BRATTLEBORO — After a few cold winters and some careless behavior, the Brattleboro Retreat Cemetery, originally known as the Asylum Cemetery, has seen hard days. The Retreat has deemed it necessary to make some restorations and improvements that should be complete this November.
"This is still a place of peace and solitude, and as its caretakers it is our responsibility to make sure it is kept up to date" said executive coordinator at the Brattleboro Retreat, Brenda Nichols. Nichols is also the unofficial historian within the Retreat and has lived in the area since her early childhood.
The Brattleboro Retreat Cemetery restoration project is funded by a $10,000 gift from the Ben & Jerry's Foundation that was made in honor of a former Retreat trustee, Julie Peterson. The project will entail headstone repairs and provide an engraved new stone marker for the site. The bulk of the work is being done by Abbiati Monuments in Brattleboro and the Retreat's facilities and grounds crew will perform landscaping and miscellaneous repairs and upgrades. Peterson had asked that the money be used in some fashion to help preserve Brattleboro Retreat history, and to say the least, this "final resting place," as Nichols puts it, has a tremendous history dating back to about 1837.
Until 1858 records of death were not required by the town, and the place of burial was not recorded until about 1905. Fortunately, there is one known tangible record of Retreat burials that was written inside of a delicate book, "The Old Burying Ground: An early journal dated back to the 1930s." An anonymous source handwrote all the entries in cursive, detailing the names of the people buried in the patient cemetery.
The first few pages are titled "Record of Burials in the Village Burying Ground," and the next section is called "Record of Burials in the Asylum Burying Ground." The last section of the book, which contains only three entries with the first dated 1900, is headed "List of Internments in the new Retreat Cemetery known as Fairview."
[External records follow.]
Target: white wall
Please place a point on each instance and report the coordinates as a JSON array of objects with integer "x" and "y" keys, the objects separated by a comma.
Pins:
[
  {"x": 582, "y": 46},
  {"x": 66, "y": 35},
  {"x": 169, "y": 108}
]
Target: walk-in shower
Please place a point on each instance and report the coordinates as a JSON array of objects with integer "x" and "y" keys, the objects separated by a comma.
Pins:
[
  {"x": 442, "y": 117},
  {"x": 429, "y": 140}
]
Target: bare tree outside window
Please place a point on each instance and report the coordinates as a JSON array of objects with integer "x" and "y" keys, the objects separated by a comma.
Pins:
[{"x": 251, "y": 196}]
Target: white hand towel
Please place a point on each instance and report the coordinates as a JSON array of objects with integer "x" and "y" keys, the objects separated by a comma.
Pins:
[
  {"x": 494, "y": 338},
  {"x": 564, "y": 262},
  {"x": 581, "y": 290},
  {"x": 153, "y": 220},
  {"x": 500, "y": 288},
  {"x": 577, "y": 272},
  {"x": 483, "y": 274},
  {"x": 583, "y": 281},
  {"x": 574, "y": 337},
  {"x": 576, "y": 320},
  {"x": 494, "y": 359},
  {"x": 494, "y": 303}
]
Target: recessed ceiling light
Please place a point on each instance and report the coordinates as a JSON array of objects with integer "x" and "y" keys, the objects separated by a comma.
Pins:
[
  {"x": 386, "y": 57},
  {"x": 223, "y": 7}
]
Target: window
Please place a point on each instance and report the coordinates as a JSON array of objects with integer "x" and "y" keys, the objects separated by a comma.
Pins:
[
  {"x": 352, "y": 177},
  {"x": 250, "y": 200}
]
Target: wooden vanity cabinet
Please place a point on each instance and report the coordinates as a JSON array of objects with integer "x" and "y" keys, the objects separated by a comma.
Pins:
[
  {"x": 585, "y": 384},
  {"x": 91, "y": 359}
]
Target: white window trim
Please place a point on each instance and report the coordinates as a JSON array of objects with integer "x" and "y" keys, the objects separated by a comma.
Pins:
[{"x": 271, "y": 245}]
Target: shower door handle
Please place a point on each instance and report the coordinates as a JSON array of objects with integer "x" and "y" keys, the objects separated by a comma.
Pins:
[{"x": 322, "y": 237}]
Majorie Valliere Howe, a former resident of Williamsville, compiled "A Record of Burial at the Vermont Asylum." Howe noted that the current Prospect Hill Cemetery on South Main Street was originally known as The Village Burying Ground.
According to the journal, 50 people were buried in the Village Burying Ground, dated as early as 1837 or 1839. Howe states "This does not mean that those were the only ones from this page who were buried here." Six stones from this list were actually seen at the present cemetery located on South Main Street. Since the recorded burials, some stones may have fallen or been destroyed through the years by weather, vandalism, etc.
The cemetery that is currently undergoing renovations, which is located behind the old Anna Marsh building, among the Retreat trails, has a record of 659 people that have been buried there. There are notes next to some of the names that state "removed" or replaced." According to "The Brattleboro Retreat: 150 Years of Caring," "(The trustees) also decided to move some of the graves to Morningside Cemetery in Brattleboro."
In addition, there is a map at Brattleboro.org that shows where a cemetery may have been located adjacent to East Orchard Street. At that time, this body of land was owned by the Brattleboro Retreat.
"We're not really sure how many people are left here" said Nichols about the Retreat Cemetery.
According to the journal, the burials at the patient cemetery were laid out in tiers. There are 10 tiers listed in the journal; for example there is a gravestone that reads "Nathaniel Perrin" and according to the journal he was buried in "tier 1." Another stone, which has been spotted and even stolen from the patient cemetery, was Henrietta Frankenstein, who was at one time buried in the ninth tier, according to the journal. Since the theft occurred, the gravestone has been retrieved by the Brattleboro Retreat and is now in safe keeping to prevent her stone from further desecration.
"This isn't a scary place" said Nichols who has been traversing the trails since she was a young girl. "I look at these woods as a peaceful and beautiful place and even if there were any spirits or souls, I think they'd be gentle."
The Brattleboro Retreat Cemetery restoration project will reposition the granite posts and will preserve some of the stones from further erosion. In addition, a large piece of granite will be engraved that will state a brief history about the Brattleboro Retreat cemetery as well as a Robert Frost poem that Nichols found fitting.
"I think people should understand that care for people with mental illness has really changed" said Director of Ambulatory Services, Kurt L. White, who played a role in prompting the project. "I hope this will be an opportunity to remember and honor the experiences of individuals who probably had really difficult lives."